When it comes to the ECDC, I can tell the Deputy that the public health teams certainly rate its advice very highly. The National Public Health Emergency Team, NPHET, regularly refers to and interacts with the ECDC on international comparative analysis around public health and Covid-19. The core question the Deputy asked was whether the European institutions need to be further enhanced and I certainly would be supportive of that.
I will end on a note about e-health. We as a nation are going to go so far in the coming weeks. There is a bit of an unknown here but the details are starting to come from the European Commission. We are going to have an e-health system that will probably be on our phones. It might be like what we saw a few weeks ago on the "Prime Time" special. We saw a little snippet of people going around Tel Aviv and Jerusalem in Israel with little digital certificates on their phones that acted as their passports for entry into cinemas, pubs and restaurants. If we are going the whole hog of having a digital system in place to allow people to present themselves at an airport departure gate, would the Department consider operating that system, which will be up and running, in certain contexts around the country, for example, to allow people to go to matches, concerts, weddings and venues in which large numbers of people will congregate? If we have the system in place, will we give it a dual purpose and use it on the domestic front as well as at the airport departure gate? Israel and some other countries have done that. If we are going the whole hog on software, smart and e-health infrastructure, it would be great if we could use the device in our pockets to gain entry to a place. Has there been any talk within the Department of a deeper role for that technology in the months ahead?
The principle is already enshrined in the regulations in terms of being exempt from mandatory hotel quarantine and being able move to home quarantine, for example, if you can show you are fully vaccinated. The EU digital green certificate is built on the exact premise that there are things you can do because you pose less of a risk to other people. It is less about protecting the individual and more about protecting other people from international travel.

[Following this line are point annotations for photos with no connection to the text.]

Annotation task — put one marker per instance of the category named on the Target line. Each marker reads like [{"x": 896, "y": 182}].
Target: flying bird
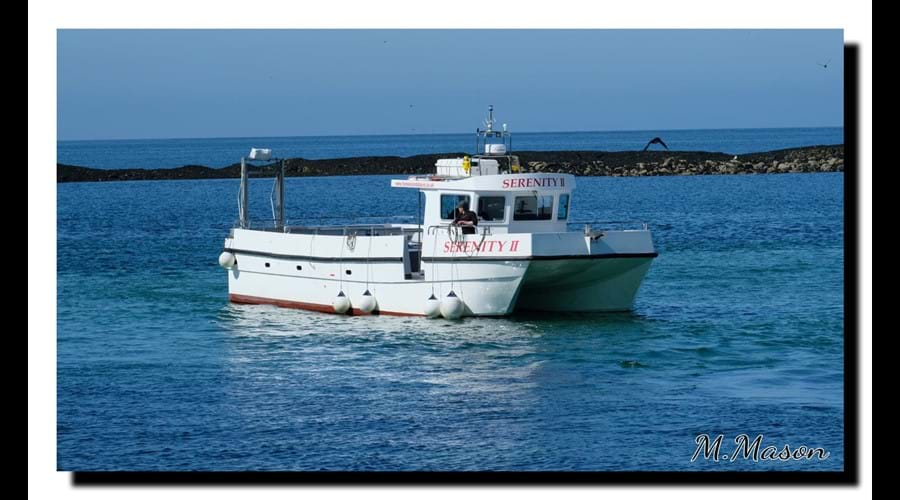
[{"x": 656, "y": 140}]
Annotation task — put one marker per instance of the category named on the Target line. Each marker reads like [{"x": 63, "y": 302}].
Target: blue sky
[{"x": 128, "y": 84}]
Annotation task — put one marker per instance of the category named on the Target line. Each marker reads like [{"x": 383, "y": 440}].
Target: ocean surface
[
  {"x": 737, "y": 328},
  {"x": 170, "y": 153}
]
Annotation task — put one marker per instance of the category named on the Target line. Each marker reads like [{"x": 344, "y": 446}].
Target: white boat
[{"x": 522, "y": 256}]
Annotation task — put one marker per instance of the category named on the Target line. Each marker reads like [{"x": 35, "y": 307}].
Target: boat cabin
[{"x": 504, "y": 200}]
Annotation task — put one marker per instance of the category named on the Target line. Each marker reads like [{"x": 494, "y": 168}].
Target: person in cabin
[{"x": 465, "y": 218}]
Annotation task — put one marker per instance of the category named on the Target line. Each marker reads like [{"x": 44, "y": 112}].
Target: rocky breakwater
[{"x": 584, "y": 163}]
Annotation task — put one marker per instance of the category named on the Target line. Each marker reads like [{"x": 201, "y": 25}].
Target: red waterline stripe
[{"x": 247, "y": 299}]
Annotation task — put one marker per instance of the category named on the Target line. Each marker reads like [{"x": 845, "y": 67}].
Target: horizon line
[{"x": 435, "y": 133}]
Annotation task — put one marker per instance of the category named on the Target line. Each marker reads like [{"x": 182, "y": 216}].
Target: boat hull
[{"x": 583, "y": 285}]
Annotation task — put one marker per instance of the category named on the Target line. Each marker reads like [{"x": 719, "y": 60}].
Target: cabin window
[
  {"x": 490, "y": 208},
  {"x": 563, "y": 212},
  {"x": 533, "y": 208},
  {"x": 449, "y": 202}
]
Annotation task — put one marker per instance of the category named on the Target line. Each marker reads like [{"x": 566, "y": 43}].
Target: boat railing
[
  {"x": 334, "y": 230},
  {"x": 433, "y": 229}
]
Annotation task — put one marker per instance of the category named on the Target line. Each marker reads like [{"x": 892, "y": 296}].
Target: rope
[
  {"x": 341, "y": 268},
  {"x": 368, "y": 255}
]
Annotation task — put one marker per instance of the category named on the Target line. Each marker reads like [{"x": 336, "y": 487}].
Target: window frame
[
  {"x": 468, "y": 196},
  {"x": 559, "y": 202}
]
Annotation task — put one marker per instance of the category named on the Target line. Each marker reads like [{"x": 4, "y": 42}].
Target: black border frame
[{"x": 849, "y": 476}]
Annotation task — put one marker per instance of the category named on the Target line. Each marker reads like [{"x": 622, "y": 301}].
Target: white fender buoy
[
  {"x": 226, "y": 260},
  {"x": 367, "y": 302},
  {"x": 341, "y": 303},
  {"x": 451, "y": 306},
  {"x": 432, "y": 307}
]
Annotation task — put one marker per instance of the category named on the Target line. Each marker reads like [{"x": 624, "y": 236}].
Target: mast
[{"x": 243, "y": 197}]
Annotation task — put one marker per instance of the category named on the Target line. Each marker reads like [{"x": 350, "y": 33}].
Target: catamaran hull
[
  {"x": 485, "y": 289},
  {"x": 491, "y": 276}
]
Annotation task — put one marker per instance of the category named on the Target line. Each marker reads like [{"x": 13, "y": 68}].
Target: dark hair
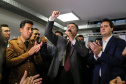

There is a philosophical question to be discussed when it comes to applying similar measures in a domestic setting. I would be interested to get the committee's view on that. Is it right or proper to discriminate in terms of access to domestic services, whether that is, as the Deputy said, a concert or something else, based on whether somebody is vaccinated? There are strongly held views on both sides of that argument. I would be interested to get a view from the committee, if it were to discuss the matter. The same question would have to be applied to the legality of creating different levels of access for people based on the situation the Deputy has described.
I thank the Deputy. We drifted away from some of the issues. The Minister is asking whether the committee will have a look at a particular area. He might come back to the committee at some stage on a situation where someone who has had Covid is travelling. One of the requirements at the moment, of course, is that you need a PCR test, but I am told that if you have had Covid within a certain period, the PCR test will come back with a positive result. That is one of the difficulties. I have recently been dealing with cases of people who were quarantined because they did not have a PCR test but had been told by Department officials that it was not needed. That might be something at which the Minister could look and come to back to the committee on at some stage.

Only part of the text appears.